Book Review: Trudy by Jessica Anderson

The best in children’s literature, selected by Jim Whiting.

Jessica Anderson

Jessica Lee Anderson lives near Austin, Texas, with her husband, Michael, and their two silly dogs. While her experiences have ranged from teaching to selling computers to coordinating a vision therapy clinic, her lifelong passion is writing literature for children.

Trudy would appeal to grandparents as it is a wholesome story that is about family and deals with aging.

By portraying Trudy’s relationship with her aging and ill father, author Jessica Lee Anderson offers a tender and interesting twist on the traditional awkward-middle-school experience, and introduces middle readers to the concepts of aging and mortality in a sensitive and thoughtful way. 2005, Milkweed Editions, ages 9 up.

TRUDY

Milkweed Editions 2005

Genre: Middle Grade Fiction

Ages 9 and up

Pages: 169

Hardcover: $16.95, Paperback: $6.95

Winner of the Milkweed Prize for Children’s Literature, this is the tale of a girl’s struggles with school and changing friendships, as well as her heartfelt emotions that arise from helping her mother make tough decisions after her father is diagnosed with Alzheimer’s.
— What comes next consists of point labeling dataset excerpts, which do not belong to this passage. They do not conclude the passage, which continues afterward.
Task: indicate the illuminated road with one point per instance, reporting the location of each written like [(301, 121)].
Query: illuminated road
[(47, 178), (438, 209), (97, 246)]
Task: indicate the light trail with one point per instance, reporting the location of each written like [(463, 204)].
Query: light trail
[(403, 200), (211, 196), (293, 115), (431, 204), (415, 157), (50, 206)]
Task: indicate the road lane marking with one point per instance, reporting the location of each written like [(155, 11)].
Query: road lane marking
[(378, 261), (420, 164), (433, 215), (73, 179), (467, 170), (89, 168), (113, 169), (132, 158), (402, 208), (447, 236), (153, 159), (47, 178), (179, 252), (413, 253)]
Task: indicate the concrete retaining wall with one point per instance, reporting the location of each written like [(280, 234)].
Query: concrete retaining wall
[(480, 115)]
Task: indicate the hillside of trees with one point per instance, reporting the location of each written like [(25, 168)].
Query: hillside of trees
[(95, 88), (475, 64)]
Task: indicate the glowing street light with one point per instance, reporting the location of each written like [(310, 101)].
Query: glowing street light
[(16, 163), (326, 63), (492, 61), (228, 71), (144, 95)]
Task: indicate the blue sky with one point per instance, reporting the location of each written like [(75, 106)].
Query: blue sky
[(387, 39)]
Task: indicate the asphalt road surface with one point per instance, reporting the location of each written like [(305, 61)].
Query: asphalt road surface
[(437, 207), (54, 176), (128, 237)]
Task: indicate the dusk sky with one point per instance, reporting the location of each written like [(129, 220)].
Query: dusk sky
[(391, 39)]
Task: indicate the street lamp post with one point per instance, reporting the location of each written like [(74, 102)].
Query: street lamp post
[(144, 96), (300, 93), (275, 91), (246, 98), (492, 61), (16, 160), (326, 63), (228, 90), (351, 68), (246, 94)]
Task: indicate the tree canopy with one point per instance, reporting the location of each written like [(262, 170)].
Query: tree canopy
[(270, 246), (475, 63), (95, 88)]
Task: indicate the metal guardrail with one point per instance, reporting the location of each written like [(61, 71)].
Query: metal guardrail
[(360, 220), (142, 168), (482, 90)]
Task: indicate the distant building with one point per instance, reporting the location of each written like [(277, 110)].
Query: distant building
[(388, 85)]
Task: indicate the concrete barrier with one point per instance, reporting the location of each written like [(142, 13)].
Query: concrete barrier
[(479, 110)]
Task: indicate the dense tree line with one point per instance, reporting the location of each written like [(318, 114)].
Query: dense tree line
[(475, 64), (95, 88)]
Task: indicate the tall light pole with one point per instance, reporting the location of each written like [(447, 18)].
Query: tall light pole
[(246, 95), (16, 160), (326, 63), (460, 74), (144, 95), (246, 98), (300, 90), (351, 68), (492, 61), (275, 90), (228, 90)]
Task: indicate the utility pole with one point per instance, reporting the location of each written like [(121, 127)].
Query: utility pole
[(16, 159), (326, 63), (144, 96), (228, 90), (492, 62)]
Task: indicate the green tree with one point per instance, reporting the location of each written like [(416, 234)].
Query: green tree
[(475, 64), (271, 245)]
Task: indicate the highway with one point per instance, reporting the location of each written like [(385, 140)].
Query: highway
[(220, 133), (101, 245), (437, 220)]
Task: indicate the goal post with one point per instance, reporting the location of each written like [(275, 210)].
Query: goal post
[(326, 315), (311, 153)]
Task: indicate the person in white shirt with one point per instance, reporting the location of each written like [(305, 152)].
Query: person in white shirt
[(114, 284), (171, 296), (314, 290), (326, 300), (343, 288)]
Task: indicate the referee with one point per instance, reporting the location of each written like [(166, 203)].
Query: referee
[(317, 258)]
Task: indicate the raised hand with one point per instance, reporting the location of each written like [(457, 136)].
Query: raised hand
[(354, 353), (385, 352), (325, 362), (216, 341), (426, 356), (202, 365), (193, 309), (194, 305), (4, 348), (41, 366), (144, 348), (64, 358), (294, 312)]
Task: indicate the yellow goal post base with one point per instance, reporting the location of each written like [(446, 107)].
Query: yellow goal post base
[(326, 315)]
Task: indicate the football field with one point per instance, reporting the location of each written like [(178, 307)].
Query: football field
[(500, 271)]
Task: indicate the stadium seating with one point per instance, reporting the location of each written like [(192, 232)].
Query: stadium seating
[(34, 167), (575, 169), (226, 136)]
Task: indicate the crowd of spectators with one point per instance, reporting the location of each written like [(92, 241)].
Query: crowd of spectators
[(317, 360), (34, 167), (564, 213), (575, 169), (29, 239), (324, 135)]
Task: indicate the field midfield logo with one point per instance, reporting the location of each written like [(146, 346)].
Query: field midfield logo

Review by Lauri Berkenkamp, Children’s Literature:

Trudy White’s middle school career is not going particularly well. Her best friend has dumped her, her math grades stink, and everyone at school, including her teacher, thinks her parents are her grandparents because they are so old. Trudy’s math teacher tells her that she is in danger of being put into a lower math class if she can’t pull her grades up.